The school strongly believes that the students should be adequately prepared for living in the technological age. A curriculum has been developed with a focus on creativity, critical thinking, communication and collaboration, which is essential to prepare the students for the future.
The library has additional computers for research and study and the Design and Technology department have been fitted with higher specification computers to allow the students to create more graphical work when required.
Key Stage Three
In Key Stage 3, the students follow a curriculum which allows them to understand how a computer works as well as developing their basic office skills. The origins of information technology through to the familiar computers of today and tomorrow’s radical technologies will all be studied.

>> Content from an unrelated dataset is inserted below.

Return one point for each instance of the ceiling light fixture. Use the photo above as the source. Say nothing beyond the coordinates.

In Year 7, students concentrate on looking at themselves and how they consume, process and publish information. They also develop their understanding of the risks relating to their use of technology and discover what safeguards they can follow to reduce this risk in the future. The theme for the year is understanding the past and considering how technology has changed over the years and consider how it has affected society. For example the students complete a project which requires them to talk with their parents or guardians about the technology they used at home when they were children and to reflect on how their family life is very different due to the technology in the home.
In Year 8, students concentrate on learning a large number of programming concepts using Snap, as well as how computers store images and numbers. This work ends with the students creating an ambient computing device to help a teacher in a classroom. The theme for the year is understanding the present.
In Year 9, students concentrate on learning about the future. The students revisit many of the programming concepts learnt in previous years and then build on them through the VEX IQ robotics environment. This results in them competing against each other in a form competition to program an autonomous clawbot to identify specific coloured cubes and to stack them without any human interaction. The students also consider the social implications of robotics and develop their data analysis skills.
Key Stage Four
In Years 10 and 11 all students have the opportunity to take GCSE Computing as an option. The curriculum has been developed to allow the students the opportunity to learn the syllabus in a more practical approach. This includes using the different libraries that the programming language, Python, offers to understand the concept of the Internet of Things.
Normally the Computer Laboratory is accessible by students from 8 am until the start of the school day at 8.40 am and after school until 4.45 pm. Due to the Covid restrictions the Computer Laboratory is currently being used for classroom lessons and extra-curricular activities only An area of the room has been developed into a research and development area for students to develop their own learning using smartphones, Sense Boards, Raspberry Pis, Vex Robotic kits and Lego NXT Robots. All students are expected to be good network practitioners and adhere strictly to the rules identified in the “Responsible Network Use” contract. Recently, the teaching room has been moved closer to the DT department and has been designed to be an environment where research and practical activities can take place.
Computer Science at KS5
Computer Science is a subject that impacts on our daily lives and has transformed society in the last 60 years. However very few people truly understand how this has happened.
The department offers a course that is an ideal complement qualification for students who wish to go on to higher education courses or employment where knowledge of Computing would be beneficial.
With its emphasis on general problem solving, algorithmic reasoning, scientific and engineering-based thinking, it is a good foundation for further study and offers students the opportunity to work in many of the projects being offered by the school. Also it gives you the chance to think about your future career from a more technological and data-driven perspective.
In Year 12, the students cover the syllabus in a very practical manner, which allows them many more opportunities to develop their understanding of the subject. This approach means that they are able to create a piece of coursework in Year 13, which is innovative and exciting to develop.
The course is not about learning to use tools or just training in a programming language. Instead the emphasis is on computational thinking. Computational thinking is a kind of reasoning used by both humans and machines. Thinking computationally is an important life skill. The study of computation is about what can be computed and how to compute it.
Summary of the AQA A level Computer Science Course
- 40 % of A Level
- 2.5 hours onscreen practical examination.
- Skeleton program is given to student before the examination, which is used to answer short questions and to write a program in the examination.
- 40 % of A Level
- 2.5 hours written examination.
- Compulsory short-answer and extended-answer questions.
Non- exam assessment
- 20 % of A Level
- The non-exam assessment assesses students’ ability to use the knowledge and skills gained through the course to solve or investigate a practical problem.